NAMES STATUS compose-nv-ingest-ms-runtime-1 Up 5 minutes (healthy) ingestor-server Up 5 minutes compose-redis-1 Up 5 minutes rag-frontend Up 9 minutes rag-server Up 9 minutes milvus-standalone Up 36 minutes milvus-minio Up 35 minutes (healthy) milvus-etcd Up 35 minutes (healthy)
Experiment with the Web User Interface#
After the RAG Blueprint is deployed, you can use the RAG UI to start experimenting with it.
Open a web browser and access the RAG UI. You can start experimenting by uploading docs and asking questions. For details, see User Interface for NVIDIA RAG Blueprint.
Experiment with the Ingestion API Usage Notebook#
After the RAG Blueprint is deployed, you can use the Ingestion API Usage notebook to start experimenting with it. For details, refer to Experiment with the Ingestion API Usage Notebook.
Shut down services#
To stop all running services.
docker compose -f deploy/compose/docker-compose-ingestor-server.yaml down docker compose -f deploy/compose/docker-compose-rag-server.yaml down docker compose -f deploy/compose/vectordb.yaml down
Advanced Deployment Considerations#
After the first time you deploy the RAG Blueprint successfully, you can consider the following advanced deployment options:
For information about advanced settings, see Best Practices for Common Settings.

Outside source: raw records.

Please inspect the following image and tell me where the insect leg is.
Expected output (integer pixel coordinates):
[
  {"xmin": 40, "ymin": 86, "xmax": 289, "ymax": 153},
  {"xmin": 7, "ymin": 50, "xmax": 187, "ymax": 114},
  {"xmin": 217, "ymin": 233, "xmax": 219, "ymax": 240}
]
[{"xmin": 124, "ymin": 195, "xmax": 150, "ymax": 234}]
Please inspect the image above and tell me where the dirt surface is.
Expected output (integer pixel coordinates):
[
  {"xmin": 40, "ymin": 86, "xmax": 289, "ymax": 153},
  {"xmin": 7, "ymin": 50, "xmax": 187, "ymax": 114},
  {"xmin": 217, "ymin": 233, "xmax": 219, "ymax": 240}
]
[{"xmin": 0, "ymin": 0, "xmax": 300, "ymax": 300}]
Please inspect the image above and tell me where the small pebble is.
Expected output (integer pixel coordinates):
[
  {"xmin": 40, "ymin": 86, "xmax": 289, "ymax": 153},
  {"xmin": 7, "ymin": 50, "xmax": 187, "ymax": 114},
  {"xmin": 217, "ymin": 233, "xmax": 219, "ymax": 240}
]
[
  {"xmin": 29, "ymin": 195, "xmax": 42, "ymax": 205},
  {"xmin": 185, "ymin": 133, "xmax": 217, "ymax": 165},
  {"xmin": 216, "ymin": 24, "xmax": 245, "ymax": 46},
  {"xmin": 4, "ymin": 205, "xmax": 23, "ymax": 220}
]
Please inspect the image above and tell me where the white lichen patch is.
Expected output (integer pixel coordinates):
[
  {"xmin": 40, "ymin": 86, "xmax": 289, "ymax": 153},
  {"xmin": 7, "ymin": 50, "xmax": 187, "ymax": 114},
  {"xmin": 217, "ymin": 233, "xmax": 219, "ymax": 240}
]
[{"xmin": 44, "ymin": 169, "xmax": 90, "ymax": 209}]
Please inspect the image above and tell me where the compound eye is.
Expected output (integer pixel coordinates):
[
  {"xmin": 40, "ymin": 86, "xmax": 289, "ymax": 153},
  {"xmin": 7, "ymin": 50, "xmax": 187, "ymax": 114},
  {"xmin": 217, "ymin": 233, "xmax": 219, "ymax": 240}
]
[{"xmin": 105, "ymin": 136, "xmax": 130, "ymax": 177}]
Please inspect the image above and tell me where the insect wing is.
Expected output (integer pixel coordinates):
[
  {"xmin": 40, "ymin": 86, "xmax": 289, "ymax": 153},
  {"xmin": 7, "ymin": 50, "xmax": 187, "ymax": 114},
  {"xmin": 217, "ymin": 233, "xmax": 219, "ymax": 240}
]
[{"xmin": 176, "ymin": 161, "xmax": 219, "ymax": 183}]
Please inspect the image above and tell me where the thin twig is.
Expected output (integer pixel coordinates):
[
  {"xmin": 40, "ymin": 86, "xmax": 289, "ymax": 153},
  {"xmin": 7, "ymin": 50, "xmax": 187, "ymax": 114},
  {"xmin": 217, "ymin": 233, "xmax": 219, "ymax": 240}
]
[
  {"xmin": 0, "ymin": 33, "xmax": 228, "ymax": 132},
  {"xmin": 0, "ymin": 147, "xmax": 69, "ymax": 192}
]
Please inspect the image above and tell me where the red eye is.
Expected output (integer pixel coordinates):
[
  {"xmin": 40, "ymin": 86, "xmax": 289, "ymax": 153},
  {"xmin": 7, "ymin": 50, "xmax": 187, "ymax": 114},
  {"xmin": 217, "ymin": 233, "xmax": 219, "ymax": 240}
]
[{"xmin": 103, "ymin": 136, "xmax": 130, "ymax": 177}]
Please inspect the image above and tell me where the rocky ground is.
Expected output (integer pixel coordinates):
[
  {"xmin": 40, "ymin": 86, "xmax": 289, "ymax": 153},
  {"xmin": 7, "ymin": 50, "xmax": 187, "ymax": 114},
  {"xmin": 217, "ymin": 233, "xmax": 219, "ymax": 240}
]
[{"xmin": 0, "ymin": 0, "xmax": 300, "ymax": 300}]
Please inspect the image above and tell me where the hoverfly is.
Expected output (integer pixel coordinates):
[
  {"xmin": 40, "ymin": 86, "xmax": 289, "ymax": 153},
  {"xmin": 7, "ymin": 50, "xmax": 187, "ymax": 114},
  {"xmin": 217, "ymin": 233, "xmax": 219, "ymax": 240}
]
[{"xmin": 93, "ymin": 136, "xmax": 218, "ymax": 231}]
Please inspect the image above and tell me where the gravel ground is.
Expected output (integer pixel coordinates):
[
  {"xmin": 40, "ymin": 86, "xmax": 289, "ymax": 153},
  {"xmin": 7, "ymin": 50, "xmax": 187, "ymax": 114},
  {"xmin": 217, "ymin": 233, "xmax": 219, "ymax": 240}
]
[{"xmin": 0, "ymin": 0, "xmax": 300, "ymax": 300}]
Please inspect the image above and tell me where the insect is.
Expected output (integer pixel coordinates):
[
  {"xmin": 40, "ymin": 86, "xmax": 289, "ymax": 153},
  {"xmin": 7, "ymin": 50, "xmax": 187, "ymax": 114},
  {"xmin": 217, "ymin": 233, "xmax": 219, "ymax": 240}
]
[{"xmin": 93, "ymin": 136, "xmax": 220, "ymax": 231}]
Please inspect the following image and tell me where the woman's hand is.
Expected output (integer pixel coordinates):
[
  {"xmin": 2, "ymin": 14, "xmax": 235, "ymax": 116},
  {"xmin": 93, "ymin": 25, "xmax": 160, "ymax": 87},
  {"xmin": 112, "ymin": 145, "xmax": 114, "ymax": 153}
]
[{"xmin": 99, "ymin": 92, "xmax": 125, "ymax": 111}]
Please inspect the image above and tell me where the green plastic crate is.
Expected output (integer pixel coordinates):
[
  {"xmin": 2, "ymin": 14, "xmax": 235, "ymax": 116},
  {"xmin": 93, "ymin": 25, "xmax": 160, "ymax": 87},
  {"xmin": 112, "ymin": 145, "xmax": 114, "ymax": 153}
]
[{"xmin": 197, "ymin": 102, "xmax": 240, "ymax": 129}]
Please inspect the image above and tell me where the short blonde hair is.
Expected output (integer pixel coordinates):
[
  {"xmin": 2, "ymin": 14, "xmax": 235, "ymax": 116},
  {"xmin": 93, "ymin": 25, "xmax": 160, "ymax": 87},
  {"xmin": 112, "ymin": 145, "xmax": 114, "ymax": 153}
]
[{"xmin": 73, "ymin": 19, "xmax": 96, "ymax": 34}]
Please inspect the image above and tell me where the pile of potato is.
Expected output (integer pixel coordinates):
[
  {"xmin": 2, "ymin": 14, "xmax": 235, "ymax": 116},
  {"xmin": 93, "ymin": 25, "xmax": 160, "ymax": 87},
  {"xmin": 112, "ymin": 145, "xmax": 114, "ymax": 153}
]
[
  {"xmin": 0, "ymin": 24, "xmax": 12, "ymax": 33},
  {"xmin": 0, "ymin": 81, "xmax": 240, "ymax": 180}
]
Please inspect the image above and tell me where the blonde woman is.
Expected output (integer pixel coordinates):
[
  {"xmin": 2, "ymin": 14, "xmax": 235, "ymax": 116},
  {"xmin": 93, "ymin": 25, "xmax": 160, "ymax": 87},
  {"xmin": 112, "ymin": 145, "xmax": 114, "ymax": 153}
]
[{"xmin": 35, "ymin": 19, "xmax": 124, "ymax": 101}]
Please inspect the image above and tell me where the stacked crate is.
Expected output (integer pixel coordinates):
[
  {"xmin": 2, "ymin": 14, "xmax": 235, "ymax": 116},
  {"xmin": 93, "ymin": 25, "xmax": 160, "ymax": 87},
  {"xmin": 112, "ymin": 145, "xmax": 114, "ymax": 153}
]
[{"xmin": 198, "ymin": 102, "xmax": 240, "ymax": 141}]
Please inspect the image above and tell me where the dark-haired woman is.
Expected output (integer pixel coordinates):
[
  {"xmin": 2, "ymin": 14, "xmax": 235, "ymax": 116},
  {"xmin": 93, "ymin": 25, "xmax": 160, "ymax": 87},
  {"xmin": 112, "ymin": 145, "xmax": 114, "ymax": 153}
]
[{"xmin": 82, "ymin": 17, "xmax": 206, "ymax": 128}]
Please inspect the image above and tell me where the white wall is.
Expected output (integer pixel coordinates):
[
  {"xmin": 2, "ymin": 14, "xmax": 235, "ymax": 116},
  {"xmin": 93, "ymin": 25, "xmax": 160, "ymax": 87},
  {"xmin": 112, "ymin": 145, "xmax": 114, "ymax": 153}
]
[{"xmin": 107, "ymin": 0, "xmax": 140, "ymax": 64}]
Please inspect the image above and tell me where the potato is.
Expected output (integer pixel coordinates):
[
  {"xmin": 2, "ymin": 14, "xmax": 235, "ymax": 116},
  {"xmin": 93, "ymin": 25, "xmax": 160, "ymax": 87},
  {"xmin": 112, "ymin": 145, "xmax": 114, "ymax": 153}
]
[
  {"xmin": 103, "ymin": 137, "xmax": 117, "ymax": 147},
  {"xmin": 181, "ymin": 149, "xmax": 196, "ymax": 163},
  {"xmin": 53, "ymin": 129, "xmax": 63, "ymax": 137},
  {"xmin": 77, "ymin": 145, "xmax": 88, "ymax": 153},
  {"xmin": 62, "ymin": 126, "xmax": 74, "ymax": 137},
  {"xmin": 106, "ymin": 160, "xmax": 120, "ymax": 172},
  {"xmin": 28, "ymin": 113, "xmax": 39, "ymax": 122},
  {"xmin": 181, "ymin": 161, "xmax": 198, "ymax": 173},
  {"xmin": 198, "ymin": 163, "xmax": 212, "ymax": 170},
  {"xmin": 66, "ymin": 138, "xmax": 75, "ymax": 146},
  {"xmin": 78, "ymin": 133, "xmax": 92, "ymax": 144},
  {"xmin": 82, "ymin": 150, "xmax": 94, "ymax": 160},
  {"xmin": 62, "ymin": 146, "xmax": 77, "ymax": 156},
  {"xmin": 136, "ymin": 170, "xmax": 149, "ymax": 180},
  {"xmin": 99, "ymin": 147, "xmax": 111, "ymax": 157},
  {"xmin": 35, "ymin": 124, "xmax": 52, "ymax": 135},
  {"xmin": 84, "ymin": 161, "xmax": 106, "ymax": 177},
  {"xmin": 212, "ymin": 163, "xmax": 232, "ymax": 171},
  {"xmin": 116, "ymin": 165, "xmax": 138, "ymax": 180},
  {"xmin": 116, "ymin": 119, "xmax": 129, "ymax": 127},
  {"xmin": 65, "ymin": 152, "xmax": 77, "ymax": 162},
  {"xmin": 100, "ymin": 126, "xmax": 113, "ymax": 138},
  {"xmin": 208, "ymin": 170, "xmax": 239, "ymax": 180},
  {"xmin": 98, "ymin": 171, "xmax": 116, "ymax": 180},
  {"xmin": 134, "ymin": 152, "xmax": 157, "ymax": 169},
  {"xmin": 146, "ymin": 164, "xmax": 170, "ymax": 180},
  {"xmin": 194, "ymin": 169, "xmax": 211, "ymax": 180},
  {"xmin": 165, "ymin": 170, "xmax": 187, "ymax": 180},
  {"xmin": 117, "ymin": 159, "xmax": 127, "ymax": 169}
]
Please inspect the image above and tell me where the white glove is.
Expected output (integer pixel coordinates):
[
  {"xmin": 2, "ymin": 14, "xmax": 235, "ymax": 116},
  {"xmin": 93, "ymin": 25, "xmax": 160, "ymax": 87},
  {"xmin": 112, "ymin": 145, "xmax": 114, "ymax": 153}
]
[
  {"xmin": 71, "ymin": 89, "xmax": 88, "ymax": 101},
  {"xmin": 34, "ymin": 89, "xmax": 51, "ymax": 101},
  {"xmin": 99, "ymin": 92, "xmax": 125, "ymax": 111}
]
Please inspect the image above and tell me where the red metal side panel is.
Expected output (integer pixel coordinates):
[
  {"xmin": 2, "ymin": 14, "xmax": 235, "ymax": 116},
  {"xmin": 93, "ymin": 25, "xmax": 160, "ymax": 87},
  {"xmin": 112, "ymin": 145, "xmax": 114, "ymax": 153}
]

To turn on recommended configurations for accuracy optimization, run the following code:
source deploy/compose/accuracy_profile.env
To turn on recommended configurations for performance optimization, run the following code:
source deploy/compose/perf_profile.env
If you don’t have a GPU available, you can switch to CPU-only Milvus by following the instructions in milvus-configuration.md.
If you have a requirement to build the NVIDIA Ingest runtime container from source, you can do it by following instructions here.